Articles

Last Night The Times Scraped The Bottom Of The Barrel In Their Celtic Coverage.

|
Image for Last Night The Times Scraped The Bottom Of The Barrel In Their Celtic Coverage.

Did you guys happen to catch The Evening Time online last night? Man oh man that was tough to look at on the news aggregators.

How many articles were based on the rambling nonsense which this blog highlighted at the weekend; the “contributions” of Frank McAvennie? Four? Five? Was there no actual news in football?

Why in God’s name is a national title taking this rot seriously?

Over and over again, this blog has returned to this theme; the poverty of our sporting press.

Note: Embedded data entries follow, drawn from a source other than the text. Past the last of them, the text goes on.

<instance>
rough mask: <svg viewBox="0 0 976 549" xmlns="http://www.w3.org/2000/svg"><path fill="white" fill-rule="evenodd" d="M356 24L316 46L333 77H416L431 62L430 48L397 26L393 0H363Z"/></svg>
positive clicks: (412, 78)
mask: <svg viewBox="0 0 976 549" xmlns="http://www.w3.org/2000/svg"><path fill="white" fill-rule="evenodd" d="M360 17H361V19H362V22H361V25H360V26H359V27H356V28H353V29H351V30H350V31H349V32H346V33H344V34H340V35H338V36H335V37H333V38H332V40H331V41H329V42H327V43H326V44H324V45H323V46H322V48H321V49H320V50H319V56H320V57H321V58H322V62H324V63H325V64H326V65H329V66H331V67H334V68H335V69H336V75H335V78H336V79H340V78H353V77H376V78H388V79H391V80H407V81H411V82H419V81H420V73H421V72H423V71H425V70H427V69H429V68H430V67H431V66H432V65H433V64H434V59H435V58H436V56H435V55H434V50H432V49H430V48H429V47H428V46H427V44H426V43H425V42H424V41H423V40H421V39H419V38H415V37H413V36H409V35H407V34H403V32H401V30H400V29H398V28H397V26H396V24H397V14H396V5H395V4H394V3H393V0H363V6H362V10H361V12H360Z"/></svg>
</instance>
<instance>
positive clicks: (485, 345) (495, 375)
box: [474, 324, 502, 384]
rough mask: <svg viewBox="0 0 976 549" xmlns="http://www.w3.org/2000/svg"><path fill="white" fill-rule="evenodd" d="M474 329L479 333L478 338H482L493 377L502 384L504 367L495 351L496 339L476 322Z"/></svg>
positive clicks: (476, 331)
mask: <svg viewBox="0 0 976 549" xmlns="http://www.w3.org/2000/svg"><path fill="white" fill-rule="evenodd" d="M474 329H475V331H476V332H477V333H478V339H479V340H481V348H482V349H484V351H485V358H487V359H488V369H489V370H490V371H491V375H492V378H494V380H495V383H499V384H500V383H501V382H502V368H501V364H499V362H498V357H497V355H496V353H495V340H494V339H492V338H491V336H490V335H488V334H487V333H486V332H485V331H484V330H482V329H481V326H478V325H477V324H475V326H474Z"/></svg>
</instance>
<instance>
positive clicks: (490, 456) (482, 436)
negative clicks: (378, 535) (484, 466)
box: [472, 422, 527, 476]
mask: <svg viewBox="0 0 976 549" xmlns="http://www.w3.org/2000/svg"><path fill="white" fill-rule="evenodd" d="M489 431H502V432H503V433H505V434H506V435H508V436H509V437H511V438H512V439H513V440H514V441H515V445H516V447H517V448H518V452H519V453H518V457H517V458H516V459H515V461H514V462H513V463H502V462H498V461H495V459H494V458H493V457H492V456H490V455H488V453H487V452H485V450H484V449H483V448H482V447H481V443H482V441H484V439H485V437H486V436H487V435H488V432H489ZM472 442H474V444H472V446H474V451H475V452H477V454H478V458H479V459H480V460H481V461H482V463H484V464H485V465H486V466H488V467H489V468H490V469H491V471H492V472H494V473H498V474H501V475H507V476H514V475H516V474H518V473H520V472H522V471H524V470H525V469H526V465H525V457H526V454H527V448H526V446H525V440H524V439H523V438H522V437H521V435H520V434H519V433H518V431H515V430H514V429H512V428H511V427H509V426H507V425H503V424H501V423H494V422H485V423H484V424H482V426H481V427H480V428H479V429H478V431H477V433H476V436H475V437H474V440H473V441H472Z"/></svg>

There really is no excuse for it.

The blogosphere shows that there is plenty of writing talent out there.

Schools of journalism turn out willing graduates who would kill to get into the newsrooms of major media organisations, and some of them will be excellent prospects.

Yet the news wires fill up every day with endless dreck.

Recycled stories. Ex-players talking the worst sort of garbage. Rumours passed off as facts. Phony “exclusives” from the repositories of clickbait, being made to seem grounded when they have all the substance of a fart in the wind.

Worst of all is that being a “writer” on a national title these days requires only one skill; the ability to copy and paste someone else’s work and slap an intro and an ending onto it.

That’s all the McAvennie pieces in The Times were last night; utter garbage, the republication of scattershot gibberish from a moron. And all of it negative, negative, negative about Celtic.

Except for the Howe article. Which was also negative about Celtic, but more about him.

We shouldn’t get overly wound up by this stuff, but it’s hard not to at times, right?

Because it is relentless, it just comes at us day after day after day.

Celtic is always in the gun-sights of these people and there are enough ex-Celts in the media with axes to grind and vendettas to wage, that we are dodging their rounds constantly.

McAvennie is our Kris Boyd, except that Boyd is slavishly loyal to his former employer and McAvennie is loyal only to his own ego.

He loves attention and whilst it is the role of the bloggers to protect the club’s flank from these fools it is the press which feeds them the oxygen they need to survive.

The Evening Times went all-out last night to try and make McAvennie’s “opinions” credible.

That newspaper has fallen a long way from when it used to have standards.

Now it fills its pages with this rot and employs the services of people like Chris Jack.

And they think the blogs don’t have standards!